March is Eye Donor Awareness month. Of all the organs that can be donated, the cornea is one of the least widely known. The cornea is the eye’s outermost layer that is a clear dome-like window covering the front of the eye. It allows us to see as the light is passed through to the retina (the back part of our eye).
We go to bed every night assuming that when we wake up in the morning we’ll still be able to see the whole world. There are millions of people in the US that do not have that opportunity, for various reasons. One of these reasons is that they have a damaged or irregular cornea. A corneal transplant could literally change their entire outlook on life, by restoring their vision.
Recycling is a hot topic and a growing trend these days. It is good for the environment, it provides increased job opportunities, and allows us to reuse and remake new things out of old materials. Did you know that you can “recycle” corneas, too? As an organ donor, you are able to donate your corneas to someone in need of a cornea transplant! You would be responsible for helping another person to see! Sign up today at WWW.DONATELIFETEXAS.ORG.
Here are some facts and statistics about corneal donation and transplants:
The first successful human corneal transplant was performed in 1906 in what is now known as the Czech Republic. The first eye bank was established in Russia during the 1930s. Currently, there are over 48,000 corneal transplants done every year, making it the second-most common transplantation in the world.
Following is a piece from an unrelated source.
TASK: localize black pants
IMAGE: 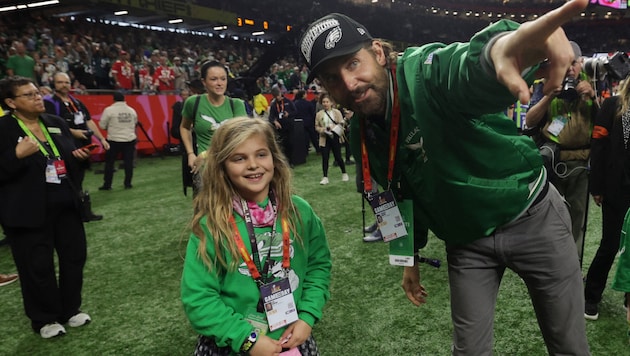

According to the Eye Bank Association of America (EBBA), there have been more than 1,000,000 men, women, and children ranging in age from nine days to 100+ years that have had their sight restored by corneal transplants since 1961. Corneal transplants are successful 95 to 99 percent of the time in restoring the recipient’s vision.
When someone passes away, a search of the state donor registry is done to see if the deceased is a on the donor list. If not, then the donor’s spouse, next of kin, or close friend is given the opportunity to authorize the donation. The best thing you could do when signing up to become a donor, whether through the state donor registry or driver’s license bureau, is to tell your family. Even if you have signed an advance directive, it is the eye bank’s policy to ask the family whether the patient wished to be a donor.
According to the EBBA, cornea donation usually happens within 12 hours of death and is able to be transplanted within 3-5 days, but no more than 14 days after recovery. A donation is usually made by a deceased individual. There are very rare circumstances in which a donor may be living, such as a patient with an ocular tumor in the back of the eye, or a patient who is completely blind and has a healthy cornea. In those, or similar, instances, the cornea could be retrieved from a live donor.
There is no fee charged for donations because it is illegal to buy or sell human eyes, organs, and tissue. “Any cost associated with eye procurement is absorbed by the eye bank placing the tissue,” says the EBBA.
The donor profile is checked for things that would be regarded as dangerous for people who receive the tissue, such as HIV positive status or AIDS, and severe infectious problems such as sepsis or active hepatitis. Tissue from patients with severe forms of diabetes would be donated for research rather than corneal transplantation. Corneas are also evaluated for cell count and clarity of the tissue. The EBBA has stated, “The great thing about corneal tissue is that everyone is a universal donor. Your blood type does not have to match. It doesn’t matter how old you are, what color your eyes are, or how good your eyesight is." Aside from those suffering from infections or a few highly communicable diseases, most people are suitable donors. The typical ages accepted are from 2 to 70, however our team of physicians will not typically use tissue more than 10-20 years older than the recipient. This is increase the likelihood of the transplant remaining successful for the life of the patient.
Many recipients of corneas desire to express their thanks to the donor family. For privacy reasons, specific information about the donor family is not made available, but through the eye bank you can write anonymously to the donor family. The eye bank will make sure to pass along this letter so that families that have lost a member will at least know their losses were not in vain.